Şimdi ise enerji depolama teknolojileri için artan talebi karşılayabilecek yeterli hammaddeye sahip olup olmadığımız ve bu malzemelerin ne kadar sürdürülebilir olduğuyla ilgili sorular sorulmaktadır.
Teknoloji
Lityum-iyon pil teknolojisi, tıbbi cihazlar, cep telefonları, bilgisayarlar, elektrikli el aletleri, dronlar, hibrid ve elektrikli arabalar, otobüsler, feribotlar, uçaklar gibi bir çok farklı uygulamayla birlikte artık günümüzde ev tipi enerji depolama sistemlerinde de kullanılabilmektedir.
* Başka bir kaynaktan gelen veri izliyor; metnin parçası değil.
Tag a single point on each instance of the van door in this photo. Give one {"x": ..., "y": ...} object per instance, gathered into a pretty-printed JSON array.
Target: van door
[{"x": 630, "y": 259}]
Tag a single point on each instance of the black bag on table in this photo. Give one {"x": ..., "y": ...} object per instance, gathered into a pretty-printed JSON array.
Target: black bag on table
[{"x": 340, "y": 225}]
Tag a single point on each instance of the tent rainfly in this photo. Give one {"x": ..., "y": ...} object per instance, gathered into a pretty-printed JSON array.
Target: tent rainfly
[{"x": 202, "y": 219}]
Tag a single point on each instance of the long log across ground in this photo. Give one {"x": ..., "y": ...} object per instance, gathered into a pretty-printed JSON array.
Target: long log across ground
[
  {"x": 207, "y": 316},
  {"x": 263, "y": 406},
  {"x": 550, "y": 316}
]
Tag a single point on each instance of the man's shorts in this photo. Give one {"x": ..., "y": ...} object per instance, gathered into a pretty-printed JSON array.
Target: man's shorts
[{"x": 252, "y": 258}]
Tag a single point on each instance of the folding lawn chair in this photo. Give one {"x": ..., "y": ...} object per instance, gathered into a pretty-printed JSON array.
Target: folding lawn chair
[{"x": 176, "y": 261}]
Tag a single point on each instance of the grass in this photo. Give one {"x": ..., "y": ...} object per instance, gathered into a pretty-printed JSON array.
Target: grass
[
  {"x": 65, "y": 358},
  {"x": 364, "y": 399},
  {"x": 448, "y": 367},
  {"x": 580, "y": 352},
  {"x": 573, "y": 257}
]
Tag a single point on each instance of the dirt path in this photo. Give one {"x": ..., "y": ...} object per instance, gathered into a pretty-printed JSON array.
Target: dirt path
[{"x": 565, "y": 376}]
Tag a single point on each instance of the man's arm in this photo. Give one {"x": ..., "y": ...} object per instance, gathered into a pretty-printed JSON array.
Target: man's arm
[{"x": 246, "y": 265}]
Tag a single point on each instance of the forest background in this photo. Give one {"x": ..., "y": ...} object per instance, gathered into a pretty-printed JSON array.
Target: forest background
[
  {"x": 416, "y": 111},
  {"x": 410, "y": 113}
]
Tüm bu farklı uygulamalarda kullanılabilmek için, lityum-iyon pilleri boyut ve şekil bakımından farklılık arz etmektedir. Örneğin, tekli prizmatik pil akıllı bir telefonda kullanılabilirken, 7104 model silindir tipli piller (kalem pillerine benzer, ancak daha büyük olanlar), Tesla Model S araçlarda 85 kW/saat’lik pil takımını oluşturmak için birbirlerine bağlanarak kullanılmaktadır. Günümüzde, tüketici elektroniği pazarında her yıl bir milyardan fazla şarj edilebilir lityum iyon pil üretilmektedir. Ayrıca son beş yılda lityum-iyon pil hücresi maliyetlerinde yaklaşık 400 $ / kW/saat’den 150 $ / kW/saat’e kadar azalma gerçekleşmiştir.
Kaynak: Deutsche Bank
Küresel lityum talebinin 2025 yılı itibariyle iki katından fazlasına çıkması öngörülmektedir.
Kobaltın Önemi
Günümüzde Lityumun sürdürülebilirliği sıklıkla sorgulanırken, nedense kobalt elementi daha az tartışılmaktadır. Hâlbuki Sony, lityum iyon pilleri gibi ticarileştirdiği 1991 yılından beri, pil endüstrisi kobalt elementine de bağlıdır. Bugün bir akıllı telefon bataryası 1 gram lityuma karşılık 8 gram kobalt içermektedir. Bir lityum iyon hücresinde, kobalt element halde değil, hücrenin katot terminaline bağlanmış lityum ve kobalt ihtiva eden oksidin milyonlarca küçük parçacıklarında bulunur. Bu kobalt içeren bileşikler, bir lityum iyon pilin ne kadar iyi performans göstereceğini belirler. Belirli bir kütle ve hacimde ne kadar lityumun depolanabileceğini belirleyerek hücrenin enerji yoğunluğunu etkiler.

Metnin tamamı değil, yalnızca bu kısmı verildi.